Opheim Air Force Station (ADC ID: P-26, NORAD ID: Z-26) is a closed United States Air Force General Surveillance Radar station. It is located 3.3 mi west of Opheim, Montana. It was closed in 1979.

==History==
In late 1951 Air Defense Command selected Opheim, Montana as one of twenty-eight radar stations built as part of the second segment of the permanent radar surveillance network. Prompted by the start of the Korean War, on 11 July 1950, the Secretary of the Air Force asked the Secretary of Defense for approval to expedite construction of the second segment of the permanent network. Receiving the Defense Secretary's approval on 21 July, the Air Force directed the Corps of Engineers to proceed with construction.
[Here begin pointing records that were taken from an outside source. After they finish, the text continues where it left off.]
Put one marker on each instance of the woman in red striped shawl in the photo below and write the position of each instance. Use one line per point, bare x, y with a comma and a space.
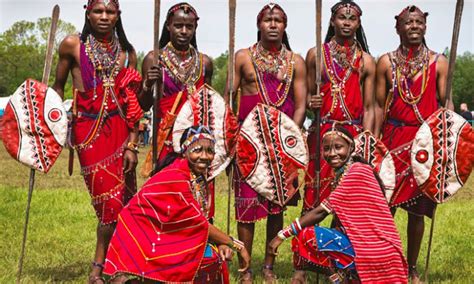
164, 233
364, 244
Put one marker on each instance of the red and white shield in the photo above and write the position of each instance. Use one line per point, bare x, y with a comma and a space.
442, 155
35, 125
379, 157
207, 107
270, 151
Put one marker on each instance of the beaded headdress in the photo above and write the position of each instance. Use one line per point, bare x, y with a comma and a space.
195, 135
271, 6
182, 6
347, 5
334, 130
91, 3
408, 10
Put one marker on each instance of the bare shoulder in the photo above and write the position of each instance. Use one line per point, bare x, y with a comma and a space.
207, 61
384, 62
69, 44
242, 55
298, 59
311, 54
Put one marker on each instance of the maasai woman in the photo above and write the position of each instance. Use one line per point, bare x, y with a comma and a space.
164, 233
364, 243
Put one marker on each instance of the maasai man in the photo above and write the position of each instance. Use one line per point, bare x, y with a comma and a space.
411, 85
364, 244
347, 86
270, 73
163, 234
106, 112
181, 68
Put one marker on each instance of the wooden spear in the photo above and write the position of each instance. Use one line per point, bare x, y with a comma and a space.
46, 71
449, 83
230, 72
157, 86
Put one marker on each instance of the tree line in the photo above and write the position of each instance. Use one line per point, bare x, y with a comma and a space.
23, 46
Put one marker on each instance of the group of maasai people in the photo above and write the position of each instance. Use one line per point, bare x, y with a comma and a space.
165, 232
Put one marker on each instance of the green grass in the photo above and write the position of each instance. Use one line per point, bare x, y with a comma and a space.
61, 235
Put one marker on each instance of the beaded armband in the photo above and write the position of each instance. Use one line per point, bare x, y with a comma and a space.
292, 230
132, 146
236, 245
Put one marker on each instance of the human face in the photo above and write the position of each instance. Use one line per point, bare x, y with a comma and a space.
200, 155
272, 26
345, 22
182, 27
411, 28
103, 18
336, 150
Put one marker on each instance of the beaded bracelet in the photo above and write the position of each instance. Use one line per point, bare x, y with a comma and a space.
292, 230
236, 245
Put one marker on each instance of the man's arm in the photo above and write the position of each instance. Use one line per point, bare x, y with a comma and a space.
300, 90
368, 88
65, 63
239, 62
441, 82
150, 75
381, 89
208, 66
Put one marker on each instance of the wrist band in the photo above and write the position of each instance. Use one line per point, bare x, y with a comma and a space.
236, 245
292, 230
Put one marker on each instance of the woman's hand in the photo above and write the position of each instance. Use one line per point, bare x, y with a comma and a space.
130, 160
245, 259
315, 102
274, 244
225, 252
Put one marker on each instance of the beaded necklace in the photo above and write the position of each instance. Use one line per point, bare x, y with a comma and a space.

On 1 March 1951 the 779th Aircraft Control and Warning Squadron was activated at Opheim AFS with AN/FPS-3 and AN/FPS-4 radars, and initially the station functioned as a Ground-Control Intercept (GCI) and warning station. As a GCI station, the squadron's role was to guide interceptor aircraft toward unidentified intruders picked up on the unit's radar scopes. An AN/GPS-3 radar operated between 1957 and 1961. In 1958 and 1959 AN/FPS-6 and AN/FPS-6A radars replaced the AN/FPS-4 height-finder radar. The AN/FPS-3, operational until late 1961, was replaced by an AN/FPS-7C search radar. The FPS-3 along an FPS-8 were the primary search radars. The FPS-8 was used as a backup for the FPS-7C until mid to late 1962. The spare IFF unit from the FPS-8 was salvaged and used in the FPS-7C. Also, the MIT unit from the FPS-3 was salvaged and used in the FPS-7C since its MIT was not operational until after the spring of 1964 due to design problems. SAGE utilization required both the IFF and MIT to be operational.
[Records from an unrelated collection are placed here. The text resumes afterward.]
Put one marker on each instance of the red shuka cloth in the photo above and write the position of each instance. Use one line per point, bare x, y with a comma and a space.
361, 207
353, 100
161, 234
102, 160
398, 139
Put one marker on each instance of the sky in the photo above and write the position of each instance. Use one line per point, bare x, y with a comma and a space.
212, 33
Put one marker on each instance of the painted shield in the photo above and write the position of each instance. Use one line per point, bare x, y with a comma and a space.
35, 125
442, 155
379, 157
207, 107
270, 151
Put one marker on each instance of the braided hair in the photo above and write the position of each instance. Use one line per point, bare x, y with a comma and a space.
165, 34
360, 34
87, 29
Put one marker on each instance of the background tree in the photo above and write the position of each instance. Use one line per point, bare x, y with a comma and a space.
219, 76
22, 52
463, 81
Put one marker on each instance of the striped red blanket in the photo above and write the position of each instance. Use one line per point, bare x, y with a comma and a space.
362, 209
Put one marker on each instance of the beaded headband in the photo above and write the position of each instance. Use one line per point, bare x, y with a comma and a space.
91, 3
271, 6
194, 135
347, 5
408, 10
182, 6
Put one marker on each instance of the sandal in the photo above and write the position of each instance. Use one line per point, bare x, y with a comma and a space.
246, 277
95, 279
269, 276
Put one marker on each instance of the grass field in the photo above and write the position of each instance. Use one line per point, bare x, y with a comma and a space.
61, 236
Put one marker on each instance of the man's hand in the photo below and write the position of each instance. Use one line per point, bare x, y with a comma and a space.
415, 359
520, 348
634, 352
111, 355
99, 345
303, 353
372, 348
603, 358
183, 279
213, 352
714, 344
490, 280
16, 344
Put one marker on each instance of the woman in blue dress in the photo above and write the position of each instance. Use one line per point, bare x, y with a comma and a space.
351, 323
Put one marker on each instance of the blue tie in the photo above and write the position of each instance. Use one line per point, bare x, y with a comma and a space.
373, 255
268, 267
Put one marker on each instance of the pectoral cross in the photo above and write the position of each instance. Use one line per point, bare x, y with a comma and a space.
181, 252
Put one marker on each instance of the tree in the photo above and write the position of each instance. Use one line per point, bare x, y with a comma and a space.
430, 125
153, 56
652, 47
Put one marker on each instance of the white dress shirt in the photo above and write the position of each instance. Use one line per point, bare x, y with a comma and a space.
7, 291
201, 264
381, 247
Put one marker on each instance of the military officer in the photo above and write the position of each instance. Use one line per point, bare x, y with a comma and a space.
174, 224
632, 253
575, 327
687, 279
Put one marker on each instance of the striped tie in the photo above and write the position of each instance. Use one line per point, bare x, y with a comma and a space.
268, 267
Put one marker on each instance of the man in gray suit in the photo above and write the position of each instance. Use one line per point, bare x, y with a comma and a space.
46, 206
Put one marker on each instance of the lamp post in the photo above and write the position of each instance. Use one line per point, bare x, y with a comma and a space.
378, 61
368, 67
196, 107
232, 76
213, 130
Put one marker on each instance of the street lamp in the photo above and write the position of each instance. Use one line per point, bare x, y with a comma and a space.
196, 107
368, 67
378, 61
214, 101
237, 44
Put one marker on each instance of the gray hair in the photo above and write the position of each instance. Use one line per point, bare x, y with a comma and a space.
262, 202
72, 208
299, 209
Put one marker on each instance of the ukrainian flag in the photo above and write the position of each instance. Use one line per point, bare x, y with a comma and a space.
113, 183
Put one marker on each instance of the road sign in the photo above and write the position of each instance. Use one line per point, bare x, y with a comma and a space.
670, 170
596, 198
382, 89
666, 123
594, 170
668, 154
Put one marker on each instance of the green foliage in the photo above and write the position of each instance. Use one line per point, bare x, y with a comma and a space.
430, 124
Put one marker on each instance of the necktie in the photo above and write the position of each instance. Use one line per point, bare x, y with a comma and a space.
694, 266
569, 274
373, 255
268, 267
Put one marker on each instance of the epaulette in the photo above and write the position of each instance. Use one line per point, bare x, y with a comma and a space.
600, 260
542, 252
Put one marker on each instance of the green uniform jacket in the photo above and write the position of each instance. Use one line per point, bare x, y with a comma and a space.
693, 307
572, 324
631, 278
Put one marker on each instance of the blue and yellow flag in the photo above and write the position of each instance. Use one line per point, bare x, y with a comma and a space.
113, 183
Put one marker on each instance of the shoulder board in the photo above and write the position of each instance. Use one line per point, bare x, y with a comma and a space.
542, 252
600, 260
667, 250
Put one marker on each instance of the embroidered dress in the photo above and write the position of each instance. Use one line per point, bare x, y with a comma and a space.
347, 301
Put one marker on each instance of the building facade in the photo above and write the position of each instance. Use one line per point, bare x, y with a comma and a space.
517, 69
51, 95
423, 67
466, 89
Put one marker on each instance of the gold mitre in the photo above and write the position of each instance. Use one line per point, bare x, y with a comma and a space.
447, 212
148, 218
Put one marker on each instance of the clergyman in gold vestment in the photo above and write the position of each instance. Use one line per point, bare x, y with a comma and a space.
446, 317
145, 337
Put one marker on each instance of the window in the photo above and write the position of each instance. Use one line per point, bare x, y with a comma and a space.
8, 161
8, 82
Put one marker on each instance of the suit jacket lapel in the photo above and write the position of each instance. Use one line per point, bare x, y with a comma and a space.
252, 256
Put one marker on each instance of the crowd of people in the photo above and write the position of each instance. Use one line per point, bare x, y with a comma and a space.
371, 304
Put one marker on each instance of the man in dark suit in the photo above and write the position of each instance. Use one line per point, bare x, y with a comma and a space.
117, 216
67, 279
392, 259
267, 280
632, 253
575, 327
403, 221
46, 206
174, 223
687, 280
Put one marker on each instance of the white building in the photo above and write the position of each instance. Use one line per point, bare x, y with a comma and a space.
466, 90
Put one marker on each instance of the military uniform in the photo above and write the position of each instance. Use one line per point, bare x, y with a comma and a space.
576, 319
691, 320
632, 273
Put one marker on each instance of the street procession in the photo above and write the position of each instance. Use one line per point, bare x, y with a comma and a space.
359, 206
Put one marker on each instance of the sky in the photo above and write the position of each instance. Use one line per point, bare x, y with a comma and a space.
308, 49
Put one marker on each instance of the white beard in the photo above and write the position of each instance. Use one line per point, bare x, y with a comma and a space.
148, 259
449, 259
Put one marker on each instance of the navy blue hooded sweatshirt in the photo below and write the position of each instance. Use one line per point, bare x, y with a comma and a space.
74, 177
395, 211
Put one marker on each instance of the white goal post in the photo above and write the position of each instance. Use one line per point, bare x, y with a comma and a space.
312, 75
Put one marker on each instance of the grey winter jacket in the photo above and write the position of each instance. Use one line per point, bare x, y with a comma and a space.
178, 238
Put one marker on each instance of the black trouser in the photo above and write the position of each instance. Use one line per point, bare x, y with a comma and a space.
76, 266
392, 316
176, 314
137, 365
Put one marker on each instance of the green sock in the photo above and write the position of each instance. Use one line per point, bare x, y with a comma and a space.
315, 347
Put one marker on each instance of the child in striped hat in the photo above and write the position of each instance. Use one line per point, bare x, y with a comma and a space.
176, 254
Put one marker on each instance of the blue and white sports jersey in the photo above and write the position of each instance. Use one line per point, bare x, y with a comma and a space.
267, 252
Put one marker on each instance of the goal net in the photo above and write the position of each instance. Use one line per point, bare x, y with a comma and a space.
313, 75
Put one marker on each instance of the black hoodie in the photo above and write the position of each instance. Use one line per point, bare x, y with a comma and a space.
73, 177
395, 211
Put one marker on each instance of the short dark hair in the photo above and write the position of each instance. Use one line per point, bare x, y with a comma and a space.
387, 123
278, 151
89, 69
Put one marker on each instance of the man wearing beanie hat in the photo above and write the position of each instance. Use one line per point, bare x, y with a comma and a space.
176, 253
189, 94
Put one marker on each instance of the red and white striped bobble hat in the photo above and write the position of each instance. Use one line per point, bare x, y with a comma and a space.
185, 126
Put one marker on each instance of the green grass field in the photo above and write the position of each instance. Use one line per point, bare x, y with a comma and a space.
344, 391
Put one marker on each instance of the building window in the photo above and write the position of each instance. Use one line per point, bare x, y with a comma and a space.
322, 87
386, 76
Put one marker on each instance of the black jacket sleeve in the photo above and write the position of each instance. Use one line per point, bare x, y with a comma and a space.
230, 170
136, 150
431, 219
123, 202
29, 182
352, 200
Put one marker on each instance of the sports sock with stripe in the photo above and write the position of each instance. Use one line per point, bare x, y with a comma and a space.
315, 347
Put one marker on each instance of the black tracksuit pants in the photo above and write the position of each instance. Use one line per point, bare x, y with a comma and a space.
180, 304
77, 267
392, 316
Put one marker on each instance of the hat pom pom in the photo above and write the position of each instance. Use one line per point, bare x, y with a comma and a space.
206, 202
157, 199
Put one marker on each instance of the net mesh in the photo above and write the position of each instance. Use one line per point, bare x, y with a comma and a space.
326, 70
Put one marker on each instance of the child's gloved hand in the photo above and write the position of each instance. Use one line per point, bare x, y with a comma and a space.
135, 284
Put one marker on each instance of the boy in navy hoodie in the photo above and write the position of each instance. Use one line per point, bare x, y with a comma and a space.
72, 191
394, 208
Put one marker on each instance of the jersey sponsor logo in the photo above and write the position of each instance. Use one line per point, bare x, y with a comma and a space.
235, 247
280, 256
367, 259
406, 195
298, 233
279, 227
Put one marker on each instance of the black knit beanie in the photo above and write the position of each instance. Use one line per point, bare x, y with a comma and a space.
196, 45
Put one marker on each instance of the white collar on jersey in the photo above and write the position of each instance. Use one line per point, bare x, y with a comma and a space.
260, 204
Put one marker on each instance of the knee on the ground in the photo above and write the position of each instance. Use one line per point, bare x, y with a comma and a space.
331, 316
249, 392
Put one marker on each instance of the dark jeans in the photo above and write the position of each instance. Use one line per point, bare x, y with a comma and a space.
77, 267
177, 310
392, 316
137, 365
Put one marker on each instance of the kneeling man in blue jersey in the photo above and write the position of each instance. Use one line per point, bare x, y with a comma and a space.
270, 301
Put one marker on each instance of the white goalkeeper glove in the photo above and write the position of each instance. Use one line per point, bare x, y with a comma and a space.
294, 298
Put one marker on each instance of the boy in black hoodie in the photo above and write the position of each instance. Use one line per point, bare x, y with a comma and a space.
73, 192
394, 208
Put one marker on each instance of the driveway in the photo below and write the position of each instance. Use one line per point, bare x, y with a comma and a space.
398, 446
During 1961 Opheim AFS joined the Semi Automatic Ground Environment (SAGE) system, initially feeding data to DC-20 at Malmstrom AFB, Montana. After joining, the squadron was re-designated as the 779th Radar Squadron (SAGE) on 15 July 1961. The radar squadron provided information 24/7 to the SAGE Direction Center where it was analyzed to determine range, direction, altitude, speed, and whether aircraft were friendly or hostile.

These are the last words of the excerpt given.